Siamese Vision Transformers are Scalable Audio-visual Learners (2403.19638v1)
Abstract: Traditional audio-visual methods rely on independent audio and visual backbones, which is costly and not scalable. In this work, we investigate using an audio-visual siamese network (AVSiam) for efficient and scalable audio-visual pretraining. Our framework uses a single shared vision transformer backbone to process audio and visual inputs, improving its parameter efficiency, reducing the GPU memory footprint, and allowing us to scale our method to larger datasets and model sizes.
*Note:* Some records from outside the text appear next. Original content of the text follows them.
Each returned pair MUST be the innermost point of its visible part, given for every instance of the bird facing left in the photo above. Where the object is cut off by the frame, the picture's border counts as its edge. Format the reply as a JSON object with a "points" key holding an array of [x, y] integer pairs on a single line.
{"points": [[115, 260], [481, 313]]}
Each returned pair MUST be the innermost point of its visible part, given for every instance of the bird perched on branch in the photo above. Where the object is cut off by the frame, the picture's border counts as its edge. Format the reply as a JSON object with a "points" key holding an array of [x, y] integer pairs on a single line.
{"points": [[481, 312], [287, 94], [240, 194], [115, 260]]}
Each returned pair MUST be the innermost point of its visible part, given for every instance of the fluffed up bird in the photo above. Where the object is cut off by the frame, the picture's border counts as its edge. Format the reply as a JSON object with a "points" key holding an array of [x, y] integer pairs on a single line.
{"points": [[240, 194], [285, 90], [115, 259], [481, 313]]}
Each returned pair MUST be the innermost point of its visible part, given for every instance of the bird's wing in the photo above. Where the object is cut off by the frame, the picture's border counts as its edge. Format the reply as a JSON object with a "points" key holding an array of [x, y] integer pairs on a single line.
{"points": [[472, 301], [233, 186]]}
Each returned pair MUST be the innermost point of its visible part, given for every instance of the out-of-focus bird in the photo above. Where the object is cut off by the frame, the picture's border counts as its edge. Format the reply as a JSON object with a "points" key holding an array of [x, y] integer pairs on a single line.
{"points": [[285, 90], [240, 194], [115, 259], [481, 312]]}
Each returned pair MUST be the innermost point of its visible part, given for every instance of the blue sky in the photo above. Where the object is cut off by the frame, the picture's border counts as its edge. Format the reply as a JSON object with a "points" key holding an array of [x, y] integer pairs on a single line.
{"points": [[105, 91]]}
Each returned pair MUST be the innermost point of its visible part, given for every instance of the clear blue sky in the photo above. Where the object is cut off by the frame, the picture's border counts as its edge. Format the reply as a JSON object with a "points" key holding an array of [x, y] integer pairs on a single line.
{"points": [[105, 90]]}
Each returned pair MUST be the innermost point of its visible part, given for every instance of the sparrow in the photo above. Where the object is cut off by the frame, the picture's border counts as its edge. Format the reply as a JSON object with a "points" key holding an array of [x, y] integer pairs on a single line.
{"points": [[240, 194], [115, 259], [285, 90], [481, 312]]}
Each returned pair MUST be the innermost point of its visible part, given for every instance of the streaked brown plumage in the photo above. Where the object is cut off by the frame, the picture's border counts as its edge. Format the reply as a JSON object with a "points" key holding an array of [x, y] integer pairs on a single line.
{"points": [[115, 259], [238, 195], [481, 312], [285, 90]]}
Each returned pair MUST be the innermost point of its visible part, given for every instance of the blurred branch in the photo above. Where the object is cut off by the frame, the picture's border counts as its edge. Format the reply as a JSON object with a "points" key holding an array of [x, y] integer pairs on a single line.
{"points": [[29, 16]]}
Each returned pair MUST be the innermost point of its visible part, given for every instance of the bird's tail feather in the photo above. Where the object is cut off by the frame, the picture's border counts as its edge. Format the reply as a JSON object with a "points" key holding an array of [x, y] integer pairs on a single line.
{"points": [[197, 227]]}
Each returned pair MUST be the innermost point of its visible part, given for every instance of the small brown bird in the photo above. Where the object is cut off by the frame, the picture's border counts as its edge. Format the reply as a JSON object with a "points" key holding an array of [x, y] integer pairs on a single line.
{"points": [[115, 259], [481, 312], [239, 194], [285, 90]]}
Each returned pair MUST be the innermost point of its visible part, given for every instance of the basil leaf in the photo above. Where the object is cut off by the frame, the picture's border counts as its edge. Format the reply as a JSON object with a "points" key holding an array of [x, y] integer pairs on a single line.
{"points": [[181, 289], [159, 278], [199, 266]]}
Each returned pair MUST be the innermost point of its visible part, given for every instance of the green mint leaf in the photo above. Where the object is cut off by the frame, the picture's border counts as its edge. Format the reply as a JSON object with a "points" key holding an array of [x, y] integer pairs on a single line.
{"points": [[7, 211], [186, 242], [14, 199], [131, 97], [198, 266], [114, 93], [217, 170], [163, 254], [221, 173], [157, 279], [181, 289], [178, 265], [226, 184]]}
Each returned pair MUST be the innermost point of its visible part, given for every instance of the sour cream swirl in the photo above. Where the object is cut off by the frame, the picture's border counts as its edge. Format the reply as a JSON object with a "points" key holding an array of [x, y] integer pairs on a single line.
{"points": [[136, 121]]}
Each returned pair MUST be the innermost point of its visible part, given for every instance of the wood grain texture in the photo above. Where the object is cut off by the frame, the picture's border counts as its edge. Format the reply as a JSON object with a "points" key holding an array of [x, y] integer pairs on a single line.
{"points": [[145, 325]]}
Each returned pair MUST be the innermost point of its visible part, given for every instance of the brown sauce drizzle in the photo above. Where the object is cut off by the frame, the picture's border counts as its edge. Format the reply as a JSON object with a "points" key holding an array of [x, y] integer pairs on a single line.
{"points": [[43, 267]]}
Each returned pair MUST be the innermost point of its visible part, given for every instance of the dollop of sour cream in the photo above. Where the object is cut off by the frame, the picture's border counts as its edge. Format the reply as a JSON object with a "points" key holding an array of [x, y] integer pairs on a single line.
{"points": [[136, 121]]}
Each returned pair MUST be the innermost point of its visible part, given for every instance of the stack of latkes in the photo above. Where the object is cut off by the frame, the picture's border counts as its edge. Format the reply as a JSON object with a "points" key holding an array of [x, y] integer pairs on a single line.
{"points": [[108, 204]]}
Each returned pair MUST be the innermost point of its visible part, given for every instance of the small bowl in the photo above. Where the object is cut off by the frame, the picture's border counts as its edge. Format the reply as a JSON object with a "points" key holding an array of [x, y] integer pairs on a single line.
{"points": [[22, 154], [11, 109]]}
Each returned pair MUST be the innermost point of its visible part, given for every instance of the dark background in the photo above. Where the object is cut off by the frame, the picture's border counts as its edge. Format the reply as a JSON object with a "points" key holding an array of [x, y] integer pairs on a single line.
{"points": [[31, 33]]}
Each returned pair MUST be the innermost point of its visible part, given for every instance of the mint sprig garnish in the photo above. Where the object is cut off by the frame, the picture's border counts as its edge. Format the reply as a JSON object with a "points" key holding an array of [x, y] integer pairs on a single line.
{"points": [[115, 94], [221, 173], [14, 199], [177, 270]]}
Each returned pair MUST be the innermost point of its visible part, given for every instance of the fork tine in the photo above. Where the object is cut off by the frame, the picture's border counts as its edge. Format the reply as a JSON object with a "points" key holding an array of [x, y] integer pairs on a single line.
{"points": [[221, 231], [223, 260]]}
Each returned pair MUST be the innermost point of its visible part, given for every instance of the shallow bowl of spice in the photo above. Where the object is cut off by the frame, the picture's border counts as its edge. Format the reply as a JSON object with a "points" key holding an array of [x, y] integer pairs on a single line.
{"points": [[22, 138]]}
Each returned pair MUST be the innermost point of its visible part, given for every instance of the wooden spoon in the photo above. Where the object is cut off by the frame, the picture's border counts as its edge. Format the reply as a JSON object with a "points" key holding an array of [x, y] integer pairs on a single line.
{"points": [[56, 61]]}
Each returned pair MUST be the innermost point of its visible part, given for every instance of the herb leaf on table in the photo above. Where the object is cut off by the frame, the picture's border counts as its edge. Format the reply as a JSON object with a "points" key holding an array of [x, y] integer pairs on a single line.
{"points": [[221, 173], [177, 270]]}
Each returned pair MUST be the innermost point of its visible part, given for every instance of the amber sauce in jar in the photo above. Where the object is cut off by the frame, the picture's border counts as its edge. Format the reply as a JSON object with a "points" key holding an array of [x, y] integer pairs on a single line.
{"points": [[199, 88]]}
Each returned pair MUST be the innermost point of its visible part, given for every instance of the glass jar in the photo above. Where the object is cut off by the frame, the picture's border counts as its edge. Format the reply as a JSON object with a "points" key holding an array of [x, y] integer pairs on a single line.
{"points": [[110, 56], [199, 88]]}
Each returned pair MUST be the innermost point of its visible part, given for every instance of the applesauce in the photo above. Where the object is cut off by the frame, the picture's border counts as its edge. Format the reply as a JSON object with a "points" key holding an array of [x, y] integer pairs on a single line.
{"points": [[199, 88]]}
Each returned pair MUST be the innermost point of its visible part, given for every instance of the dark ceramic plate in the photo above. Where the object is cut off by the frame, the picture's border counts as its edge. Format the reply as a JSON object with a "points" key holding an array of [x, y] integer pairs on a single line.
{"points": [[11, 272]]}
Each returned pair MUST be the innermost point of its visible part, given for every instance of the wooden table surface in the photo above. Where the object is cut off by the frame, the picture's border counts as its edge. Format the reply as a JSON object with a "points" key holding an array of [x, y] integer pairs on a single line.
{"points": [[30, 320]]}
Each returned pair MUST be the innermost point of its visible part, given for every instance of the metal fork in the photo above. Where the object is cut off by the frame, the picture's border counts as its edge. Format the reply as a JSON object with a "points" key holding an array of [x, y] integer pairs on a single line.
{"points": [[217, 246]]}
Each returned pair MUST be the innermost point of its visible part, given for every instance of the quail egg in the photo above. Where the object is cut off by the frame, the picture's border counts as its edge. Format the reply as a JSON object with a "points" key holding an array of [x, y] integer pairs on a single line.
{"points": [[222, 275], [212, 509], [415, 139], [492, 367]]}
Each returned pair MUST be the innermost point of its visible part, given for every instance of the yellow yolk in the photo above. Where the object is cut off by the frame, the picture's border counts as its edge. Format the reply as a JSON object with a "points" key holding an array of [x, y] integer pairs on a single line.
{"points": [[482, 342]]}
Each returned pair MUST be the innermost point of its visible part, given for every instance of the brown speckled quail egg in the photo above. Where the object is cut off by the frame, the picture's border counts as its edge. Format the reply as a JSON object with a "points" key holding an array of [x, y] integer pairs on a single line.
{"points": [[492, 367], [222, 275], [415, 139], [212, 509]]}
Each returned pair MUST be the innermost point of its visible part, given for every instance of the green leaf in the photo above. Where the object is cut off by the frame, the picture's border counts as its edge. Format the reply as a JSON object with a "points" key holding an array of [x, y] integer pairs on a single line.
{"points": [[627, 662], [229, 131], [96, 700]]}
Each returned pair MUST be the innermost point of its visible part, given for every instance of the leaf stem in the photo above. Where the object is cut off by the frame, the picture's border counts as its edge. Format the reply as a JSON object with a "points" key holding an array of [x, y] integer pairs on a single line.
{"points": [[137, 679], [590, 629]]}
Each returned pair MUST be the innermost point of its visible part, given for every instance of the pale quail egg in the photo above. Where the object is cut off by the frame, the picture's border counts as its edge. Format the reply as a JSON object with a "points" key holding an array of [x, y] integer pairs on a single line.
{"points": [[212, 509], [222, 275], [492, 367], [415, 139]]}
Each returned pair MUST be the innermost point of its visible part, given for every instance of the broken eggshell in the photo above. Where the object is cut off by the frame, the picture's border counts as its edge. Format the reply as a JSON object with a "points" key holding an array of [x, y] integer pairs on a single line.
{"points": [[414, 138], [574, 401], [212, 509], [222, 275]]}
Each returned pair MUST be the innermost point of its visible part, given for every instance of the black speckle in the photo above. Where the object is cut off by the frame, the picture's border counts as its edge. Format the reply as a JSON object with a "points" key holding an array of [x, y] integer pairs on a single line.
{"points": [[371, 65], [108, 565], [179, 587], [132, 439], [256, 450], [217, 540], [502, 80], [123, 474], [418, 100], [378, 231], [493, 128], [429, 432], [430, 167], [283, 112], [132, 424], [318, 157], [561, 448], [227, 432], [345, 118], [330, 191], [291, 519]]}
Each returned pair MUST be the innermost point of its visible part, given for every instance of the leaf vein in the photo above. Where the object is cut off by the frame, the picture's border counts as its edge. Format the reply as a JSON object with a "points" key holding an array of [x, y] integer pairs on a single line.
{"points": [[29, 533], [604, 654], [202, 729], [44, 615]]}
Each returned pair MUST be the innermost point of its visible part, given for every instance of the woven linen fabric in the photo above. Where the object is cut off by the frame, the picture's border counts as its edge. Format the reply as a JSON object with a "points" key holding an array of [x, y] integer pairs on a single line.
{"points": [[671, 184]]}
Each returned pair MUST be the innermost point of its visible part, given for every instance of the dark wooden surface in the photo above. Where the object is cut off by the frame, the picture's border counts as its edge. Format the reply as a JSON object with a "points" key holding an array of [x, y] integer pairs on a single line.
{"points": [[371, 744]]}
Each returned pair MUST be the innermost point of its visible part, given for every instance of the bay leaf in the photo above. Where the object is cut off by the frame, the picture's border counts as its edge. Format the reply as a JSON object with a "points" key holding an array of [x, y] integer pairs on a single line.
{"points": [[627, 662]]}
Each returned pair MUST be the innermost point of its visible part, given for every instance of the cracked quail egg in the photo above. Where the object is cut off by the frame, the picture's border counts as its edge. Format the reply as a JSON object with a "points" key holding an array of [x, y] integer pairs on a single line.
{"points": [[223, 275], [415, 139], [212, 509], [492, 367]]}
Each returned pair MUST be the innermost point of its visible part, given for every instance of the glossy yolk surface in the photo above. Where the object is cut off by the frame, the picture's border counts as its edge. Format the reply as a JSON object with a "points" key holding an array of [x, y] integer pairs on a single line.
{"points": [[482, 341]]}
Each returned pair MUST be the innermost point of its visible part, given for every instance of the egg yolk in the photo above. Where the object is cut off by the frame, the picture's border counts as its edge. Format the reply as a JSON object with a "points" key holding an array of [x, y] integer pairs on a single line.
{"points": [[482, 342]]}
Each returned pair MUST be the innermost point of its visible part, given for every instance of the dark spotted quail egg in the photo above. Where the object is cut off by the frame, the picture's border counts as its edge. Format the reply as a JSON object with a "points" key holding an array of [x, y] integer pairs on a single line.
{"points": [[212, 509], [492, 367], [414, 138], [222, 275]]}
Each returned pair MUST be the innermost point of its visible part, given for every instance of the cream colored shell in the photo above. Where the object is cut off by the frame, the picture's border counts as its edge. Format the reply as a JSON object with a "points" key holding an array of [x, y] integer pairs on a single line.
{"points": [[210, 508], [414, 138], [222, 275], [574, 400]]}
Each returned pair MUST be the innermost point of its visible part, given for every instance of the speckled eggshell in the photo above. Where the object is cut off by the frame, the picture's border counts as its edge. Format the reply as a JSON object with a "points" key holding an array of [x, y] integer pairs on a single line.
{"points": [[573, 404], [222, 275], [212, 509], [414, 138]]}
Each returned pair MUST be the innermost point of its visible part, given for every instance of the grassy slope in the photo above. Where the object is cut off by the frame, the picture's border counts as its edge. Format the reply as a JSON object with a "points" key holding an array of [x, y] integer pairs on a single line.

We pretrain our model using a contrastive audio-visual matching objective with a multi-ratio random masking scheme, which enables our model to process larger audio-visual instance batches, helpful for contrastive learning. Unlike prior audio-visual methods, our method can robustly handle audio, visual, and audio-visual inputs with a single shared ViT backbone. Furthermore, despite using the shared backbone for both modalities, AVSiam achieves competitive or even better results than prior methods on AudioSet and VGGSound for audio-visual classification and retrieval. Our code is available at https://github.com/GenjiB/AVSiam
- Vatt: Transformers for multimodal self-supervised learning from raw video, audio and text. In NeurIPS, 2021.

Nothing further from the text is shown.